In January 2019 Ethical Consumer viewed Cafe Rouge's website, www.caferouge.co.uk. The company's menu listed a number of dishes containing cheese, chicken, prawns, fish, bacon, beef, duck and eggs. With the exception of eggs (some egg products were labelled free range), no other animal products were labelled as organic or free range. Ethical Consumer therefore assumed them to be the produce of factory farmed animals.

In March 2015 the British government website www.food.gov.uk stated that the EU animal feed industry imported 70% of its maize, soya and rapeseed requirements; that "almost all" of the soya from the major producers Brazil, Argentina, Paraguay and the USA was genetically modified and that "much of" the maize imported from the USA was genetically modified. Therefore, due to the prevalence of genetically modified animal feed on the market in non-organic certified dairy and meat it was probable that ingredients used by the company were derived from animals fed genetically modified feed.

In an email response in March 2017 the company stated, "CDG understands the prevalence of GM soya and maize in animal feed and requires all suppliers to ensure that wherever possible this is not used in our supply chain." However there was no evidence of whether suppliers complied with this. No information about GM could be found on the Cafe Rouge website when viewed in January 2019.

Reference:

www.caferouge.com (15 January 2019)

In June 2018 Ethical Consumer recieved a questionnaire response from Las Iguanas. It stated that "Compassion in World Farming is a strategic partner to us and we have developed species specific welfare policies as well as an overarching animal welfare policy. CDG was the first hospitality company to announcement a commitment to source 100% free range eggs across all brands by 2022 and were awarded a Good Egg Award for this position."

In January 2019 Ethical Consumer viewed the Las Iguanas website and saw that it was selling meat and other dairy products that were not labelled organic or free range and therefore assumed that these were sourced from factory farming.

In March 2015 the British government website www.food.gov.uk stated that the EU animal feed industry imported 70% of its maize, soya and rapeseed requirements; that "almost all" of the soya from the major producers Brazil, Argentina, Paraguay and the USA was genetically modified and that "much of" the maize imported from the USA was genetically modified. Therefore, due to the prevalence of genetically modified animal feed on the market in non-organic certified dairy and meat it was probable that ingredients used by the company were derived from animals fed genetically modified feed. The Las Ignuanas website stated that it tried to be GM-free. However, it did not make any committment, and did not mention GM animal feed.

As a result Las Iguanas was marked down under Animal Rights and Factory Farming and lost a whole mark under each category. It also lost half a mark under Controversial Technologies.

Reference:

Ethical COnsumer Questionnaire (28 June 2018)

In January 2019 Ethical Consumer viewed Bella Italia's website, www.bellaitalia.co.uk. The company's menu listed a number of dishes containing cheese, chicken, pork, beef, squid, duck, lamb, prawns and free range eggs.
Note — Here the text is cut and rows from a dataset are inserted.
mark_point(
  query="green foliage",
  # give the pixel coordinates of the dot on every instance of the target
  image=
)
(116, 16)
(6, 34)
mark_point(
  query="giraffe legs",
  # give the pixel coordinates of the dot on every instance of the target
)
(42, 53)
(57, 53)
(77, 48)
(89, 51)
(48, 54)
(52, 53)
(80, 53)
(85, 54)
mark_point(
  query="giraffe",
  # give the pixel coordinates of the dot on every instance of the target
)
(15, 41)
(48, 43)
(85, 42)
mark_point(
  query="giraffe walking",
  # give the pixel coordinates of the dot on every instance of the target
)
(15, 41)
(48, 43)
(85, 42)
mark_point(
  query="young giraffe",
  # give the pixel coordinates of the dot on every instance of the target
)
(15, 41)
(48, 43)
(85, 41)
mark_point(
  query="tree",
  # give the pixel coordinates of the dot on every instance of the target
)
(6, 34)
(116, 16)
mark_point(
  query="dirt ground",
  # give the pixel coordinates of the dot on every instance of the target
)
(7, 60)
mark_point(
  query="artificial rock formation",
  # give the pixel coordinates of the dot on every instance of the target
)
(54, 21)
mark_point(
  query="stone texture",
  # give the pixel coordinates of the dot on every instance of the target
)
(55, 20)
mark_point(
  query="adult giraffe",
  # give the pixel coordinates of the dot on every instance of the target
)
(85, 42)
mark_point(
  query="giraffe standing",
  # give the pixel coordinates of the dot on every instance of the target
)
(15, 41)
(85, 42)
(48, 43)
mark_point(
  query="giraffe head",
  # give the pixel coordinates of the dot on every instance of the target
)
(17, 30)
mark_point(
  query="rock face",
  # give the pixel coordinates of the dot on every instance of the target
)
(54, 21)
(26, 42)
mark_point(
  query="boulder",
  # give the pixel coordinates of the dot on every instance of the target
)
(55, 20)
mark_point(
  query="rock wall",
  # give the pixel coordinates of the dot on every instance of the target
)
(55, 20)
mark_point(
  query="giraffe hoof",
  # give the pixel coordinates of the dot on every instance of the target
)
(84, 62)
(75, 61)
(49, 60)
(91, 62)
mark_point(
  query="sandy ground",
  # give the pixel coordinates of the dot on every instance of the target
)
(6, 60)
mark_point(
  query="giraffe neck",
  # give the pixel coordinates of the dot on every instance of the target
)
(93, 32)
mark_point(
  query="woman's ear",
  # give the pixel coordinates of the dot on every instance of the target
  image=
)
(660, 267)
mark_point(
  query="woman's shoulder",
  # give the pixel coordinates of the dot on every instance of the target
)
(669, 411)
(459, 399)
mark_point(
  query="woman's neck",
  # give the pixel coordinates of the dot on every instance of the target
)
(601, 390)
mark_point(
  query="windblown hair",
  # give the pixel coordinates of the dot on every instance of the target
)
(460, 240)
With the exception of eggs, no animal products were labelled organic or free range. Ethical Consumer therefore assumed them to be factory farmed animals and as a result Bella Italia lost a whole mark under Animal Rights and under Factory Farming.

In addition, in March 2015 the British government website www.food.gov.uk stated that the EU animal feed industry imported 70% of its maize, soya and rapeseed requirements; that "almost all" of the soya from the major producers Brazil, Argentina, Paraguay and the USA was genetically modified and that "much of" the maize imported from the USA was genetically modified. Therefore, due to the prevalence of genetically modified animal feed on the market in non-organic certified dairy and meat it was probable that ingredients used by Bella Italia were derived from animals fed genetically modified feed.

In an email response in March 2017 the company stated, "CDG understands the prevalence of GM soya and maize in animal feed and requires all suppliers to ensure that wherever possible this is not used in our supply chain." However there was no evidence of whether suppliers complied with this and the use of 'wherever possible' implied that it was not strictly enforced. The FAQ section of the website, viewed in January 2019, stated 'None of our menus contain genetically modified ingredients.' However, no mention of GM animal feed was made. The company therefore lost half a mark under Controversial Technologies.

Reference:

www.bellaitalia.co.uk (15 January 2019)

In January 2019, Ethical Consumer viewed the 2017 accounts for Casual Dining Group Limited, which stated that the UHC for the group was Casual Dining Group GP S.A., a company incorporated in Luxembourg, despite the fact that the group's website described it as 'the UK's leading independent restaurant group'. Luxembourg was considered to be a tax haven at the time of writing. As the group's UHC was registered in a tax haven, despite its primary business being conducted elsewhere, it received Ethical Consumer's worst rating for likely use of tax avoidance strategies and lost a full mark under Anti-Social Finance.